Afragola : piazza pallonara

Ce renouveau, qui mobilise l’ensemble des forces de la ville, concerne aussi le club local : le Vis Afragolese. Trivial ? pas en Italie, où le Calcio ne se situe jamais très loin de tout ce qui concerne la Cité. Fondé en 1944, le club n’a jamais côtoyé les sommets. Quelques saisons en Serie C, au milieu des années 40 : voilà tout. Son histoire chaotique est émaillée de changements de noms et de rétrogradations administratives. Disparu en 2007, refondé en 2013, il s’agit depuis de reconquérir les coeurs déçus. Repartant de Prima Categoria, promu en Promozione la saison suivante, puis en Eccellenza (niveau régional), le club échoue depuis deux saisons aux portes de la Serie D (éliminé en playoffs en 2017, battu en finale en 2018). La possibilité d’un retour à l’échelon national ravive la passion, à l’image des Leoni Sciolti, association d’ultras qui s’est constituée la saison dernière sur les cendres de groupes récemment dissous. Car le Vis Afragolese, en dépit de son histoire contrariée, a souvent été suivi avec ferveur. Afragola est une terre de calcio.
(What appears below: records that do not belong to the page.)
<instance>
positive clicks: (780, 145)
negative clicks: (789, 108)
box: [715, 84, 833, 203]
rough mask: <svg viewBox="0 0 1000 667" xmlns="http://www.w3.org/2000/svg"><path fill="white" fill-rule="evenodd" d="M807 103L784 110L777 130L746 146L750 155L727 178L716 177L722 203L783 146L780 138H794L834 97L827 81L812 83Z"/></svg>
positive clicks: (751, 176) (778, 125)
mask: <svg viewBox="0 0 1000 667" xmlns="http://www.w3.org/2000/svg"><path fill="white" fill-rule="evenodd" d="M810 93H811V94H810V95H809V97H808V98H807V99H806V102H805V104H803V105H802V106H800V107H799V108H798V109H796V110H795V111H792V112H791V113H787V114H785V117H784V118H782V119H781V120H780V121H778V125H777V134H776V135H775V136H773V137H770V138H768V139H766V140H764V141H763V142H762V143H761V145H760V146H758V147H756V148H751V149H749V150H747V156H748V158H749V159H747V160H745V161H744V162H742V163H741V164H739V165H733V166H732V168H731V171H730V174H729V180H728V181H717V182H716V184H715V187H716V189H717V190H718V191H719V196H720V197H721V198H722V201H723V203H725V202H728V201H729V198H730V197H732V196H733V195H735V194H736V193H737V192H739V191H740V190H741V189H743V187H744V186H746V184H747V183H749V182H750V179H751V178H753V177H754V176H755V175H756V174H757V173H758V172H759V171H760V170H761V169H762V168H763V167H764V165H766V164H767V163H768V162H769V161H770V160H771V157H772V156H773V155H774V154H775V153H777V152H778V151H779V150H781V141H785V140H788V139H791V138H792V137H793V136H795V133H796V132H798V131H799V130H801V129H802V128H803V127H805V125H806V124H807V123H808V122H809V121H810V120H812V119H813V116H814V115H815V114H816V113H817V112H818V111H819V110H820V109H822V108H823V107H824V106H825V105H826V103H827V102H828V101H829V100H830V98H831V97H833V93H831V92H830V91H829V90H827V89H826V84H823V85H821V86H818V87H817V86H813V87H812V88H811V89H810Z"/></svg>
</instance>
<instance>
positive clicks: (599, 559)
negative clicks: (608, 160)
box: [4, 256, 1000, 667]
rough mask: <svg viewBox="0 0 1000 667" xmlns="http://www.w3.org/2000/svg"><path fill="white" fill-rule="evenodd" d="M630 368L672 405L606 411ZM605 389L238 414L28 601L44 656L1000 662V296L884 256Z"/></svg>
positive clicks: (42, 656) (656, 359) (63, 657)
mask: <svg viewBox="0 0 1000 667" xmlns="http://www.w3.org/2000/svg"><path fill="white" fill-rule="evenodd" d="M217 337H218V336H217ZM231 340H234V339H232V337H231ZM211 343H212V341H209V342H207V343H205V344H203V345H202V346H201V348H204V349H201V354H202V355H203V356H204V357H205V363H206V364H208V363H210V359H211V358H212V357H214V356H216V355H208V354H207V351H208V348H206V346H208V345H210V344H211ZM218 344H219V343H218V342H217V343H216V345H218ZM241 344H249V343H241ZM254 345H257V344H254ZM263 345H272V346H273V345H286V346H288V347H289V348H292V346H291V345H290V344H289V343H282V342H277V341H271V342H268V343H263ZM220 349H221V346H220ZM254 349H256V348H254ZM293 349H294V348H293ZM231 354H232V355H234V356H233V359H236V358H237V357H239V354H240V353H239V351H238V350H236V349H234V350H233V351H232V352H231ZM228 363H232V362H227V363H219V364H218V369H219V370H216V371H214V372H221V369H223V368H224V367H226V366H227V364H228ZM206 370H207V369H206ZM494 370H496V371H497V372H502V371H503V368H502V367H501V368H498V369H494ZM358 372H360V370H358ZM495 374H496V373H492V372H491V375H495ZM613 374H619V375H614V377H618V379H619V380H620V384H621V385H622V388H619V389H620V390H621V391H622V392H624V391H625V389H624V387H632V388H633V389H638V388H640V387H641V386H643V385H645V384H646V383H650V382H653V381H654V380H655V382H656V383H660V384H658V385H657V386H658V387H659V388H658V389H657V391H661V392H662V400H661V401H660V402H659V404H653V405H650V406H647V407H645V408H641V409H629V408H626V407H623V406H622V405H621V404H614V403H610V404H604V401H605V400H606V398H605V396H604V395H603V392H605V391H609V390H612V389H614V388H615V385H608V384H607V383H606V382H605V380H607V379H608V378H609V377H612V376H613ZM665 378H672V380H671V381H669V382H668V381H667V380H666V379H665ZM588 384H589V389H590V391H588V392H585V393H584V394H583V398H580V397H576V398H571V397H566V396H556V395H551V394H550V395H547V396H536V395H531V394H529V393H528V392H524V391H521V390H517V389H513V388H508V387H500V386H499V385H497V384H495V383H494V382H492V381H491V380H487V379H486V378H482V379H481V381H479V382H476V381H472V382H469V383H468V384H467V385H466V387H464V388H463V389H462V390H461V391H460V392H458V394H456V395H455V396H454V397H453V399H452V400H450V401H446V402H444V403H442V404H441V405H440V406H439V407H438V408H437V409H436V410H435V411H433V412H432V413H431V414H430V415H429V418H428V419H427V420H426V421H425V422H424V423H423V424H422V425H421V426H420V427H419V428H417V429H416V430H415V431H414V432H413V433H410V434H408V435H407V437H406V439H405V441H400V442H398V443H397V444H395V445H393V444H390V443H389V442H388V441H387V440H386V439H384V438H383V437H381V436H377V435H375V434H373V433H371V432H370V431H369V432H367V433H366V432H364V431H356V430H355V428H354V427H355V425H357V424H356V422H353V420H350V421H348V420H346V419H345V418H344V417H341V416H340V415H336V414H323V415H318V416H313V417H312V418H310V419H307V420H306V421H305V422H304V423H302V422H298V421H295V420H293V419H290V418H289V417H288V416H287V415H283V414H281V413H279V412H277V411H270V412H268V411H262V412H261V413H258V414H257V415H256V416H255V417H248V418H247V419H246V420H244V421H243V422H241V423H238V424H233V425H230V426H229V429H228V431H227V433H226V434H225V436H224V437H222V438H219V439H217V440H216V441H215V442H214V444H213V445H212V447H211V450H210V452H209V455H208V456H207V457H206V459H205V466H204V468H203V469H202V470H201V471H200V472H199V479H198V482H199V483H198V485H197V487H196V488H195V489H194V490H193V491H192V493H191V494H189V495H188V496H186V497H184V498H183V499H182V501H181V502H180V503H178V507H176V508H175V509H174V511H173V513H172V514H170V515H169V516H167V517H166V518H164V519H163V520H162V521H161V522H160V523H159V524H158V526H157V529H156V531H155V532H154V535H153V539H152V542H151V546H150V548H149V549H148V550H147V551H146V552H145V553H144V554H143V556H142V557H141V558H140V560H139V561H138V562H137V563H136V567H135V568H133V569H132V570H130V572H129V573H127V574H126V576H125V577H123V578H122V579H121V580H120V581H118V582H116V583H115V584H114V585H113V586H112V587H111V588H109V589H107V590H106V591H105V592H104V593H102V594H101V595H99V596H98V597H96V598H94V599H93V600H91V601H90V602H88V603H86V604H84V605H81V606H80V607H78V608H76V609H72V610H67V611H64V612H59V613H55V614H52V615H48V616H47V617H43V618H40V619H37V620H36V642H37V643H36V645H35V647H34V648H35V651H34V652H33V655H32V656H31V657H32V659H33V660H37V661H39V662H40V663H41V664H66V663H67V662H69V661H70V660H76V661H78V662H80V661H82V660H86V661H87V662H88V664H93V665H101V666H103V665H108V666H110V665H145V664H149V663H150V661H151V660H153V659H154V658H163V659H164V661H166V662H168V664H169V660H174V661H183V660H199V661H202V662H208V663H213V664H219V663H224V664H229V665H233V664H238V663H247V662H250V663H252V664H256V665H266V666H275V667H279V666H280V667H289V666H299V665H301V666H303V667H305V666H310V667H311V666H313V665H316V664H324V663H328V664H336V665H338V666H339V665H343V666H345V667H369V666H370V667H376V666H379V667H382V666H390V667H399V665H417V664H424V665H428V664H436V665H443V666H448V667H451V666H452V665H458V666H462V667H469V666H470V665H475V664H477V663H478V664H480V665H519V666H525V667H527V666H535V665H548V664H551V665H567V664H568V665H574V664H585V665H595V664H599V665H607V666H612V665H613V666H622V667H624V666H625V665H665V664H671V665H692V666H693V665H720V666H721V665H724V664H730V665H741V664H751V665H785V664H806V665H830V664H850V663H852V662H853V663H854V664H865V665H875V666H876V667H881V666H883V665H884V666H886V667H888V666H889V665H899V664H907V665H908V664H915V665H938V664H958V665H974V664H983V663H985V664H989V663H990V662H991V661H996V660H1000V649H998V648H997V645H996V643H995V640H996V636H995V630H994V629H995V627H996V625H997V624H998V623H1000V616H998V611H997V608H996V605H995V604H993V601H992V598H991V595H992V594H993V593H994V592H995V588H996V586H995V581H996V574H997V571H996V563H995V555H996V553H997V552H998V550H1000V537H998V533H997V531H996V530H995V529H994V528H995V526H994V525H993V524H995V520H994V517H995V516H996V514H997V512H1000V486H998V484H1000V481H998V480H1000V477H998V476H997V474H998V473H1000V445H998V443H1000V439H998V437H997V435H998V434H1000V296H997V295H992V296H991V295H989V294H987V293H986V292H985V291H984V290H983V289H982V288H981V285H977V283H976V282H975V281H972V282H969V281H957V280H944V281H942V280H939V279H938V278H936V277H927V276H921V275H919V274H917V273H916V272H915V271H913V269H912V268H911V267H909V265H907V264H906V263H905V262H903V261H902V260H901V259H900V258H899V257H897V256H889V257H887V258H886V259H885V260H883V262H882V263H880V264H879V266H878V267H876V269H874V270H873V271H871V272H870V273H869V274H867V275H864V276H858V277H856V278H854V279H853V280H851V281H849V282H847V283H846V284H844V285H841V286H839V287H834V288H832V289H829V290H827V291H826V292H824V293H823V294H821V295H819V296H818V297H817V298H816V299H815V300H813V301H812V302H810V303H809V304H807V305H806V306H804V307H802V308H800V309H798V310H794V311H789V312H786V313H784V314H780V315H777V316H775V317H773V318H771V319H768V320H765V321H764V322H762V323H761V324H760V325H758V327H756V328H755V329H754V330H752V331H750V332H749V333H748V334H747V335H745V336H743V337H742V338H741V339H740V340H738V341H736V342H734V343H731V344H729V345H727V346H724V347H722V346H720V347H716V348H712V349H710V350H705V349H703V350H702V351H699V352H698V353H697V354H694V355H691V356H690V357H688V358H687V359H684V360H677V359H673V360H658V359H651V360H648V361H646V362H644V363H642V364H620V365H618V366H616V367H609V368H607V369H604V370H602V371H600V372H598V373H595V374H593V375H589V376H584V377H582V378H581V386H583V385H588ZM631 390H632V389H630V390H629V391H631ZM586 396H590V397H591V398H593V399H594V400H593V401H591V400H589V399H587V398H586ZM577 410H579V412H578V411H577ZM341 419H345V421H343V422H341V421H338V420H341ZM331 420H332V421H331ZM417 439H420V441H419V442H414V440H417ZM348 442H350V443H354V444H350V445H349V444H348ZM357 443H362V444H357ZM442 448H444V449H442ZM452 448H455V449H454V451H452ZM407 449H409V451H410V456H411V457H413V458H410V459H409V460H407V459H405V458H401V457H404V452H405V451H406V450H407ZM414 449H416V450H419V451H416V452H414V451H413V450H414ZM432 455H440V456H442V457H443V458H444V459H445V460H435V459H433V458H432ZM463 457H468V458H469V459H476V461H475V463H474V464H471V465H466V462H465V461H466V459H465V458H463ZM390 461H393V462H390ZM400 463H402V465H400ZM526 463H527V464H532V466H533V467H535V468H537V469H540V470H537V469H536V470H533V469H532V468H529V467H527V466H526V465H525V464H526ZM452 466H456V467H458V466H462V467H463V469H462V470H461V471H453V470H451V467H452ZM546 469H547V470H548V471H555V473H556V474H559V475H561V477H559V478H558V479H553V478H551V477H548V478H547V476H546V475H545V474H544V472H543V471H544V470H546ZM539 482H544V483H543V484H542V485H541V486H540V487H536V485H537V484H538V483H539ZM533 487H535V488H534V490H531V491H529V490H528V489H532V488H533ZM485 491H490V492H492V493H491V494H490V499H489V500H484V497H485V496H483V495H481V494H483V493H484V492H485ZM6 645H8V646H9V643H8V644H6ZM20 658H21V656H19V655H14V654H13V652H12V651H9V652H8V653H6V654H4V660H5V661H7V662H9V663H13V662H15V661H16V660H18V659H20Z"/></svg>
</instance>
Il fut un temps où il n’était pas inhabituel de voir le club se déplacer, fort du soutien de plusieurs centaines d’ultras, comme il ne l’était pas, de voir le Stadio Luigi Moccia se remplir au-delà de sa capacité réelle (7000 places). Notez que – contrastant avec la Masseria confisquée – le stade local porte encore le nom du col blanc de l’un des clans les plus puissants de la Camorra : traduction d’une histoire sombre qui mettra du temps à s’estomper. Les symboles, en Campanie, ont la peau tannée.
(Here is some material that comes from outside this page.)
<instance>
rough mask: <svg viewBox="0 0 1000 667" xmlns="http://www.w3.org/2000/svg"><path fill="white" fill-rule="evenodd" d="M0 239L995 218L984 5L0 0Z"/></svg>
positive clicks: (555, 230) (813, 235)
Le stadio Luigi Moccia, du temps de sa splendeur

A l’intersaison, le club a dû se réinventer dans l’urgence. Fin juin, le Président Eligibile, faute d’investisseurs, rend les clés au Maire d’Afragola, Claudio Grillo. Au bout d’un mois de prospective, la Mairie sort de son chapeau un entrepreneur napolitain, Raffaele Niutti, dont les premiers mots, lors de son intronisation, sonnent telle une profession de foi : « Notre projet est à long terme. L’objectif, c’est que l’Afragolese accède à la Serie D. Moi, je ne me considère pas comme un président, mais comme un ultra ». Quelques mois plus tard, les ultras se sont habitués à voir Niutti chanter, pester et célébrer avec eux, dans les tribunes. A la faveur d’un changement d’entraineur en plein mois de décembre, le Vis Afragolese est troisième du classement, à une victoire du leader, et a entamé la phase retour en boulet de canon (5 victoires en 6 matchs). De quoi envisager une nouvelle participation aux playoffs. A moins que tout ne se joue lors de la toute dernière journée du championnat, pour laquelle le Vis Afragolese recevra l’actuel leader, Frattamagiore. De quoi rêver de finir la saison en apothéose, retrouver l’échelon national, faire résonner dans toute l’Italie les chants des Leoni Sciolti, à la gloire d’une ville qui à elle seule, constitue une leçon de courage et de résistance.